What Putin’s new hypersonic weapon means for America

Russia retains growing capability in boutique war-fighting areas. That said, Russian President Vladimir Putin’s newest missile system is designed to grab American attention far more than it is to advance Russia’s nuclear destructive capability.

I note this in light of Russia’s apparently successful Avangard hypersonic weapons test on Wednesday. The Avangard is a hypersonic warhead re-entry vehicle that is designed to outpace and outmaneuver U.S. missile defense systems. Announcing that the Avangard will now be deployed with frontline units, Putin pledged that U.S. missile defense systems are now impotent. That’s because the Avangard would supposedly allow nuclear warhead re-entry vehicles to escape any kind of U.S. interceptor vehicle. The extension of Putin’s confidence is that Russia can now match or overmatch the U.S. in a full-scale nuclear conflict.

But Putin is only half right. While the Avangard is an impressive program that outmatches any hypersonic system in the U.S. military, Russian nuclear targeting, logistics, and strike capabilities remain inferior to America’s (although the targeting element is improving). That’s largely because Russian fleet ballistic missile submarines are too loud, Russian strategic bomber aircraft are too old, and Russian military professionalism is too unpredictable. In turn, the U.S. would likely be victorious in a nuclear war with Russia, even if the costs of that war to the U.S. civilian population would be utterly horrific.

The Avangard system does allow Putin to send a message to the U.S. that he remains committed to resourcing a near-peer warfighting threat to America. While Putin publicly blames U.S. missile defense systems for his development of Avangard, he knows full well that those defense systems were never a threat to Russia’s nuclear capability in the first place. In the event of war, the Russians could overwhelm U.S. defense systems, which are designed to deal with small-scale attacks from evolving nuclear threat actors such as North Korea and Iran). Yet Avangard-type platforms do enable Russia and China (which is also actively developing its own hypersonic reentry vehicle system) to threaten the U.S. in other areas.

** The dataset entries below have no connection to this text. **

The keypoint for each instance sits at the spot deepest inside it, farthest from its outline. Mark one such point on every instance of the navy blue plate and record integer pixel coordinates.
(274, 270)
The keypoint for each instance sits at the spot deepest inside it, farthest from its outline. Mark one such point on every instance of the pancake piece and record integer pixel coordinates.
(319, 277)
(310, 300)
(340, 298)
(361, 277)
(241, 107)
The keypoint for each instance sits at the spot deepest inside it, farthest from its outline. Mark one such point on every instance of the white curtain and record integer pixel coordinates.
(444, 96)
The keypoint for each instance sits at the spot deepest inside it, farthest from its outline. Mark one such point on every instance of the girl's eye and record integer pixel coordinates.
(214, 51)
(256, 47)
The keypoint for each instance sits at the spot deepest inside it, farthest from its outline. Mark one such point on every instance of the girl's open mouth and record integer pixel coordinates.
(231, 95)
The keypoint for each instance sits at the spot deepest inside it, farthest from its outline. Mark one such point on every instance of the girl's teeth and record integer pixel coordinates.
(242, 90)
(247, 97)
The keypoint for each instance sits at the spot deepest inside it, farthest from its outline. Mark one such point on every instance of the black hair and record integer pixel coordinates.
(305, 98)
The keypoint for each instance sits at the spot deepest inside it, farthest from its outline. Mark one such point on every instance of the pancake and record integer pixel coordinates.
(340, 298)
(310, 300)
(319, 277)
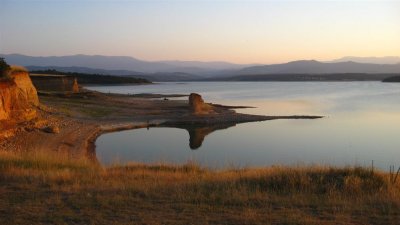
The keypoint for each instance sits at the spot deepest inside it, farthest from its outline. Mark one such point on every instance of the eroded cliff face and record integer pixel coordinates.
(18, 99)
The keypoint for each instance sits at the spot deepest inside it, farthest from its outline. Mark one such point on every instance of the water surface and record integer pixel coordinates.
(362, 124)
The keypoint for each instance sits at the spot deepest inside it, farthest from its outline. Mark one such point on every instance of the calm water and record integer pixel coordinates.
(362, 124)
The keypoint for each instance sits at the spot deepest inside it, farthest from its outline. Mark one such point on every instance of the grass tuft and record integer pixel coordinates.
(54, 188)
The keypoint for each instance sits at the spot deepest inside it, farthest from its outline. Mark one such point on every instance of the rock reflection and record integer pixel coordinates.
(197, 133)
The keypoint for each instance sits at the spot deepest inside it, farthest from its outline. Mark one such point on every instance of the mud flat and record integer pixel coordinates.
(71, 122)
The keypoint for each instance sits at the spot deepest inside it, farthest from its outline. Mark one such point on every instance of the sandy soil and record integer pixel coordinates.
(71, 123)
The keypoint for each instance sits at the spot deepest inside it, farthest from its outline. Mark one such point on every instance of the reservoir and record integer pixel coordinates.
(361, 124)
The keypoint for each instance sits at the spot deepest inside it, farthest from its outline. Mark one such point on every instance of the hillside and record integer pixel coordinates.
(85, 78)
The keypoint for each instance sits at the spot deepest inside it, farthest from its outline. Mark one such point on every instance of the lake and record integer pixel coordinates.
(361, 124)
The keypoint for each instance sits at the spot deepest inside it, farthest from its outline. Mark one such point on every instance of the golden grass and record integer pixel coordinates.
(49, 188)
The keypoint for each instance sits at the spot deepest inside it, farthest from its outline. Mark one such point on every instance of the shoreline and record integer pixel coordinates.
(82, 118)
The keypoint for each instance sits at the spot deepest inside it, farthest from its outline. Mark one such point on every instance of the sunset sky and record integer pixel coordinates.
(223, 30)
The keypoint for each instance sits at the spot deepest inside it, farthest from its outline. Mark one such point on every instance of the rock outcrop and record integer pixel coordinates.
(75, 86)
(198, 106)
(18, 99)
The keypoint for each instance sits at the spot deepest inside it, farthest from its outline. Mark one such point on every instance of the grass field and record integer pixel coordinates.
(47, 188)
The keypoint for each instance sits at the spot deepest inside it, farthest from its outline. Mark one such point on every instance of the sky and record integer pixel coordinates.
(246, 31)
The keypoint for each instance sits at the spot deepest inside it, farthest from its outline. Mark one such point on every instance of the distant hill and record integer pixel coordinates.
(315, 67)
(120, 63)
(84, 78)
(306, 77)
(194, 70)
(373, 60)
(392, 79)
(166, 76)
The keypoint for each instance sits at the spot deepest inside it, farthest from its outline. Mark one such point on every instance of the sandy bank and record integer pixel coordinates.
(81, 118)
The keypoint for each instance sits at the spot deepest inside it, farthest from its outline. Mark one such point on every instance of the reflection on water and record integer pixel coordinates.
(198, 133)
(362, 124)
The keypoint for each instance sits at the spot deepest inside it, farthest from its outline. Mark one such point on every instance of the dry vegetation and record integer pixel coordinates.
(38, 188)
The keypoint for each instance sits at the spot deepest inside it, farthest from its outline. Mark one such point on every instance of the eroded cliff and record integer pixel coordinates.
(18, 99)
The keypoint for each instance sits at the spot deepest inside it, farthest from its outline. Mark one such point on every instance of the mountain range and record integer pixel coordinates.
(195, 70)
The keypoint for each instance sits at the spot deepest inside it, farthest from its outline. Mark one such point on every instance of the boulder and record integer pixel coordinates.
(52, 129)
(198, 106)
(75, 86)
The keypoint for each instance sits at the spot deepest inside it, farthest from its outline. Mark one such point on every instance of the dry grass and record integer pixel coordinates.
(43, 188)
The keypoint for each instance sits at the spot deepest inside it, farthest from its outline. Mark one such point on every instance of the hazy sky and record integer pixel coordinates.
(228, 30)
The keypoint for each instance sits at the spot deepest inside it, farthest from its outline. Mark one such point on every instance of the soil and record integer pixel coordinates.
(80, 118)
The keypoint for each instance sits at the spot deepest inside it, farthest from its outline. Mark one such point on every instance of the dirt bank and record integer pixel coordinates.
(71, 123)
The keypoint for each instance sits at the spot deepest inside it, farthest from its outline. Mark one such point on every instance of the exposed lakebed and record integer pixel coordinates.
(362, 124)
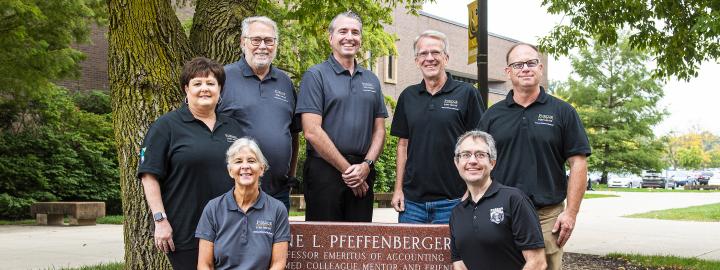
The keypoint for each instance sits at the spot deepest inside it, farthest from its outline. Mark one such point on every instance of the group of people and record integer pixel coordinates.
(217, 172)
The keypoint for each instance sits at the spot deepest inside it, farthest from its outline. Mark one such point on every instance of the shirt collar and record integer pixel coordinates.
(231, 204)
(339, 68)
(448, 87)
(248, 72)
(492, 189)
(542, 98)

Over the next decade expect Moscow and Beijing to use their existing hypersonic technology to develop greater non-nuclear standoff strike capabilities against key U.S. assets such as major military command headquarters or aircraft carriers. The next secretary of defense must demand high-priority returns on investment from U.S. defense contractors working to counter these threats.

Ultimately, the Avangard is a tanglble reminder that Russia and China are America’s two primary adversaries. They must be deterred with U.S. military capability and command skill.